様子を伺っていると、しばらくしてカンナが犬を連れて庭に脱出してきた。
(そうでした、確かカンナさんは家族を犯罪者に……。)
庭には爆死した2人と1匹、穣、大、猫の遺体が横たわっている。犬もいつの間にか黒い動物用の棺の中で冷たくなっている。傷一つないので犬は寿命で他界したのだろう。
「あ”-ーーっ!!がぁ”-ーーっ!!!」
カンナは獣の咆哮のような叫び声をあげながら何者かを殴りつけている。
「死ねっ!死ねっ!死ねっ!」
カンナに殴られているのは恐らく鬼のアヤカシの大男。「恐らく」がつくのは、カンナの怪力で殴られ続けて身体がほとんど原形をとどめていないから。金属片でズタズタになった2人と1匹の遺体が無傷に見えるほど身体が損壊しているが、カンナは血だまりに浮かぶひき肉と化した男の顔面をなおも殴り続けている。
「うっ……。」
直視を躊躇われる惨い光景に思わず目を背けた時、ユメはシジョウの街並みが崩壊していることに気付いた。
(あ、穴?)
シジョウ富士の麓。最初は無かったはずの大きな黒い穴がぽっかりと開いている。
(シジョウの惨劇ですね。)
ユメはシジョウ奪還作戦に参加していないが、作戦に参加した班の同僚からの伝聞である程度は事件を把握している。あれが噂の異界へ続く穴だろう。
いつの間にか蒼澄家も穴に飲まれて消えている。ユメたちは真っ黒な虚空に浮かぶ地面の上に立っていた。
「あああぁぁぁっ!」
カンナが喉が張り裂けんばかりの大声で泣いている。髪を搔きむしり、拳と額を何度も地面にたたきつけ、土埃で汚れた爪を噛んでいる。動揺なんて生易しいものではなく完全に正気を失っている。
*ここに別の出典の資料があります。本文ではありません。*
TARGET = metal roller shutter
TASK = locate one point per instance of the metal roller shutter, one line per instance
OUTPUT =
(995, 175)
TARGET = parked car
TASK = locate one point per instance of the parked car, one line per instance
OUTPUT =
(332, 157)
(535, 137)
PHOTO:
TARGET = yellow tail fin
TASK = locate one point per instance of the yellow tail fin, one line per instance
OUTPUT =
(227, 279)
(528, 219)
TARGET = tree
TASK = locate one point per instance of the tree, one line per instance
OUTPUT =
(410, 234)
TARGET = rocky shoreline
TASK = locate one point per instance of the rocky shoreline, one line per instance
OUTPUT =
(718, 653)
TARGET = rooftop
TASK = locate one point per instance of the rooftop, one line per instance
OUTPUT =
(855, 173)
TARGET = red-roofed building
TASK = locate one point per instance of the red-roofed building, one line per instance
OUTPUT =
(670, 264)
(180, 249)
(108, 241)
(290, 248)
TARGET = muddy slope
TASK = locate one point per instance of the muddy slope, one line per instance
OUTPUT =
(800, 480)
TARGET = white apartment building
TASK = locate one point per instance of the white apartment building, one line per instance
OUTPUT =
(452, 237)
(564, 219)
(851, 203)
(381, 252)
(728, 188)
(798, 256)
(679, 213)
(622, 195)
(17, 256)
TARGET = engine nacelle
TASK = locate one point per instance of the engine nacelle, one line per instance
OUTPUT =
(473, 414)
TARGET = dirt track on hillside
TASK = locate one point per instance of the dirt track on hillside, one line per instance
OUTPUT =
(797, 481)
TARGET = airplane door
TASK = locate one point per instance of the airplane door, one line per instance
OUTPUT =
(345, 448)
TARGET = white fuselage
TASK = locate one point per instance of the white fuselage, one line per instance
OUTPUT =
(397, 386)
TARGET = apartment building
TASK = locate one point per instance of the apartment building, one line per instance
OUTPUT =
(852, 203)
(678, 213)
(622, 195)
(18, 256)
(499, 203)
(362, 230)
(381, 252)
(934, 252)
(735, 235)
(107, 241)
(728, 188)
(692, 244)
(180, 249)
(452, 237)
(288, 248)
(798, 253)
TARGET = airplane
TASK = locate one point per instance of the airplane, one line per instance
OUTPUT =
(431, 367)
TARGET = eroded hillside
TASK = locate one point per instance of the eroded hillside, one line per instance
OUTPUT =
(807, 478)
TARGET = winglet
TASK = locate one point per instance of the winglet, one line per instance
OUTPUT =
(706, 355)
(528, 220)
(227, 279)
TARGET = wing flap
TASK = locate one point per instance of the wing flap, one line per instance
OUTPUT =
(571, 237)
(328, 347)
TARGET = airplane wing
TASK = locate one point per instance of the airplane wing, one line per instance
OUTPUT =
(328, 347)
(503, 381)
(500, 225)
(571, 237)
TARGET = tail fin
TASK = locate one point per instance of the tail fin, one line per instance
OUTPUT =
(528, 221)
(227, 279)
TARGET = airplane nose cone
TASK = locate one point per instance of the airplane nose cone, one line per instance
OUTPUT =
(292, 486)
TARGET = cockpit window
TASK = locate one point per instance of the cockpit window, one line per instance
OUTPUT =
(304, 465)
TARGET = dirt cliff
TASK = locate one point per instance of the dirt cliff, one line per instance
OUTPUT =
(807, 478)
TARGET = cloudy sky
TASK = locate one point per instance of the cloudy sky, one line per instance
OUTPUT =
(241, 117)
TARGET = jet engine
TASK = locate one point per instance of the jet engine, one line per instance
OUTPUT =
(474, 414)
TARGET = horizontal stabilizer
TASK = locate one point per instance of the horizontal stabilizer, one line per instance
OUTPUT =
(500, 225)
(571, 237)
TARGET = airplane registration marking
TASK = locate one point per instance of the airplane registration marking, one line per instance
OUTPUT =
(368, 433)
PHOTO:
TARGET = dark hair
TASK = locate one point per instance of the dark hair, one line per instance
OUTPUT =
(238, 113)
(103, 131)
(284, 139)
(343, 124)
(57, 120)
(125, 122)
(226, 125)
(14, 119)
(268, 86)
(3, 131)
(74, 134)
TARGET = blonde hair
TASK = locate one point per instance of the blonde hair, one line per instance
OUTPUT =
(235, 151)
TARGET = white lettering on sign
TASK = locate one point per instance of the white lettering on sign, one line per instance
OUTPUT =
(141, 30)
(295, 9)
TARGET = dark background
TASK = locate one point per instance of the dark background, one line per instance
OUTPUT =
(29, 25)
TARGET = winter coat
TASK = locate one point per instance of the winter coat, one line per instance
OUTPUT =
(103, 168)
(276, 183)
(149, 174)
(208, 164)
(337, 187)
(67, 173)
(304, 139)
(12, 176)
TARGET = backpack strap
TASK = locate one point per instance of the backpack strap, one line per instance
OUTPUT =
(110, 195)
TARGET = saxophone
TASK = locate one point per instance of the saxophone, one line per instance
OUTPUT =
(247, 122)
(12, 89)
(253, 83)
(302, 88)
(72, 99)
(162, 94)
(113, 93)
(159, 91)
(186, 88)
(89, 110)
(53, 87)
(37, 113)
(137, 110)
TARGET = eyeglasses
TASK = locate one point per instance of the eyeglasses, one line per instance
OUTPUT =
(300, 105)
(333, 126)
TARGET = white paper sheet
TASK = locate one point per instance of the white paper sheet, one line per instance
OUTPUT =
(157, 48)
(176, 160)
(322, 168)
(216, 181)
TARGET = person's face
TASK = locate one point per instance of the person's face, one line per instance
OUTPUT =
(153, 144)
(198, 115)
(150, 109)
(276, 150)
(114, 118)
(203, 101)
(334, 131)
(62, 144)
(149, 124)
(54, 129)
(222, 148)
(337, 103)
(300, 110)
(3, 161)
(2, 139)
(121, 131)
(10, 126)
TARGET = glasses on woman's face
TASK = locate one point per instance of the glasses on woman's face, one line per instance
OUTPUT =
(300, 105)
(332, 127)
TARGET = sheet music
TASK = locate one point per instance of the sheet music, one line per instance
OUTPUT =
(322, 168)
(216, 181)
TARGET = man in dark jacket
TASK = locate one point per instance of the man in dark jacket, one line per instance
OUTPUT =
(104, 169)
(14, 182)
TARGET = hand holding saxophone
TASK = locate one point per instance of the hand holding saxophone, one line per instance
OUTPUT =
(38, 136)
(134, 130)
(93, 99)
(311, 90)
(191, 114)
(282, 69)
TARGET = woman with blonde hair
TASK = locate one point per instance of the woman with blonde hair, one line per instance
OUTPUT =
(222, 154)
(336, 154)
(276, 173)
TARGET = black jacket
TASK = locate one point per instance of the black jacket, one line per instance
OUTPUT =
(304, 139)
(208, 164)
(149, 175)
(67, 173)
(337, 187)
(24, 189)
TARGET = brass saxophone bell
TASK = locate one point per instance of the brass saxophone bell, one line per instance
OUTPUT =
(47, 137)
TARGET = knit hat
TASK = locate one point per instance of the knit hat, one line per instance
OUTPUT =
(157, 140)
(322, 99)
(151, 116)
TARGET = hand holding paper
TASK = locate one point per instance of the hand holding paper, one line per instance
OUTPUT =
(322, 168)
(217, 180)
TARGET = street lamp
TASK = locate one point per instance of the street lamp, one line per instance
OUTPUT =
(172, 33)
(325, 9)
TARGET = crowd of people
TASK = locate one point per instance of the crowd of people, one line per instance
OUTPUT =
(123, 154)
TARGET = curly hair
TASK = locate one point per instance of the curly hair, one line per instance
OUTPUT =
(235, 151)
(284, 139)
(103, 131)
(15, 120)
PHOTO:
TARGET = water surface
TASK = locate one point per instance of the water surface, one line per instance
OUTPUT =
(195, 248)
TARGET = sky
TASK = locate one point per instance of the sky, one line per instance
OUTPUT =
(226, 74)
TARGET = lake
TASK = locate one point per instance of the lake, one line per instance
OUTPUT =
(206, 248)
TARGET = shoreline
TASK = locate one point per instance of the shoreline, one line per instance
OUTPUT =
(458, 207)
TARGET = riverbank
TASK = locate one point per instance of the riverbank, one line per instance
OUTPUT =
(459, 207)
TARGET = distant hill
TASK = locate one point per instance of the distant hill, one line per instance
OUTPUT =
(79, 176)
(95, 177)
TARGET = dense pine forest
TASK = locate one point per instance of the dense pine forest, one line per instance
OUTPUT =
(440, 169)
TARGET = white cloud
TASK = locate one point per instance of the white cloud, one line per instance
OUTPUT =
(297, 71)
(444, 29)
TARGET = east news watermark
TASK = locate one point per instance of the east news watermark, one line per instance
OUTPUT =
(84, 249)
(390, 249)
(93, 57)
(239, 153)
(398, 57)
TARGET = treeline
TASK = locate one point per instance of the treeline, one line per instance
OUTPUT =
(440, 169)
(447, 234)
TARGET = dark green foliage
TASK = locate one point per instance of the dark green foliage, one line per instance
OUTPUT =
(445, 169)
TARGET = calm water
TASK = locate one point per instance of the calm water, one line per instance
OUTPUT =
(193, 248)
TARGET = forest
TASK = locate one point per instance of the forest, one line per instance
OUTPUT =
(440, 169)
「と、友達!家族!家!北見先生!返せっ、返せっ、返せええええぇぇぇぇ!ああ”-ーーっ!」
「か、カンナさん……。」
声をかけるがカンナには届かない。その時、不意に背後から男の声がする。
「何してるんだ、カンナ。」
「泣くのはもう止めぇ、カンナ。」
振り返ると穣と大の遺体がまるで生きているかのように立ち上がり、言葉を発している。
「カンナ、爺ちゃん教えたよな?被害者面でメソメソしてるだけの善人の願い事が叶うほど世の中甘くないで。」
「辛いだろうけど、今は泣いてる場合じゃないってカンナならわかるよね?」
家族団らんの時とは打って変わって冷たい言葉を投げかける大と穣。
もう1人、犬神のアヤカシの偉丈夫が現れる。彼の写真をカンナに見せてもらったことがあるから知っている。カンナの師匠の北見慎だ。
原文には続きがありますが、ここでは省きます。